The experiment host (POLYCOM) is mid-cap company specialized for moulding processes whose manufacturing floor consists of more than 110 moulding machines along with a range of moulding tools. To maximize their availability and hence production quality and efficiency, these highly distributed assets need to be continuously supervised.
To support these business objectives thorough the increase utilization of production data, this experiment will explore the possibilities to integrate the data using interoperability standards, exploit the data for predictive maintenance and zero defect production while employing novel AI and local edge processing solutions. The experiment aims to validate and demonstrate the adoption of the smart production monitoring solution for injection moulding processes.

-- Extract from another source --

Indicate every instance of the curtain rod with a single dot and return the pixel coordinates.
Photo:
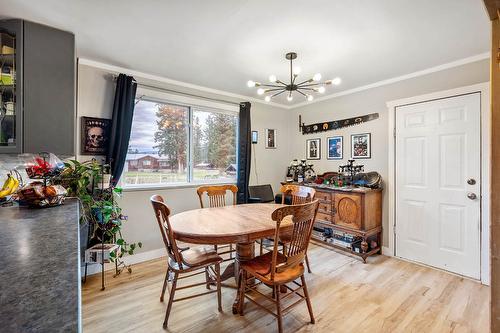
(115, 77)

Use-Case is a small-scale demo/experiment (for one production cell/process) of predictive maintenance scenario in POLYCOM. The scenario, within AI REDGIO 5.0 project, will consist of data infrastructure, edge device and algorithms that will detect and measure the condition of the moulding tools. Demonstrated system will enable operators to continuously monitor the condition of machines and tools and general process operations (changes/events on daily base). Predictive maintenance will be based on active monitoring the production process, where several data sources will be gathered from the production set-up (material, production parameters and signals, end-quality measurements). Deviations in the performance of specific asset (tool and machine) will be monitored using AI technologies deployed on the local edge device.